The second half of the afternoon was just as entertaining as the first. All the performers came back to make their second appearance of the show. This afternoon’s concert had a wide variety of ages from 3 1/2 to senior citizen. Another thing that added a nice touch to the proceedings was Winnie joining Alasdair on his final number which the audience enjoyed so much they gave a standing ovation.
For the finale Alasdair, Barbara, Pat, Winnie, Kim, Barb, Carl and Donnie joined forces to give one great send off. They started with “Glencoe March” and ended with a bunch of great reels. Once the reels started, Pat, Barbara and I got up to dance sending everyone on their way on a high note!

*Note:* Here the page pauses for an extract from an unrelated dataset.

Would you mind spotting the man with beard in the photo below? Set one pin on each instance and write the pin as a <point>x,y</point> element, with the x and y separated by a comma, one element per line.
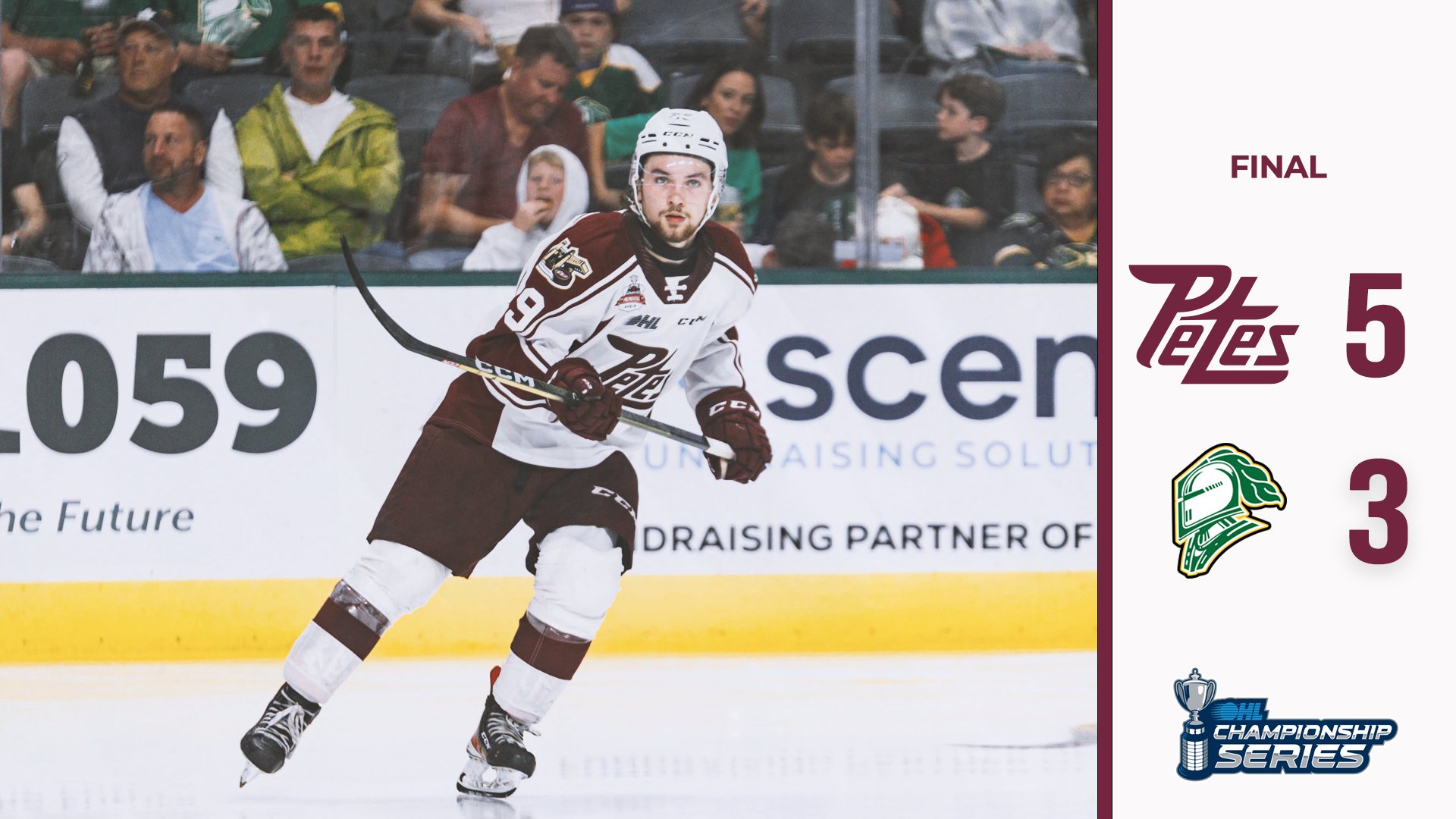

After the show I went down the road with Winnie, Pat and Andre (Winnie’s brother) to Blanche Sophocles’ for a quick supper before heading to Port Hawkesbury for another show at 8:00pm. On our way from Blanche’s we listened to “Celtic Serenade”, a local radio program which has been promoting traditional as well as folk and Cape Breton music for over 25 years. The host of the program is Donnie Campbell, who also hosted the Pastoral Airs after which he had about thirty minutes to get back to Sydney, pick out his records for the show and get to the station in time to go on the air. From his first words we knew he must have just made it on time, for he was out of breath. We got a great kick out of listening as he managed to play his theme twice and at times nothing at all. At one point he even shut off a CD that was in the middle of playing. By the time we arrived in Port Hawkesbury, Donnie had things under control.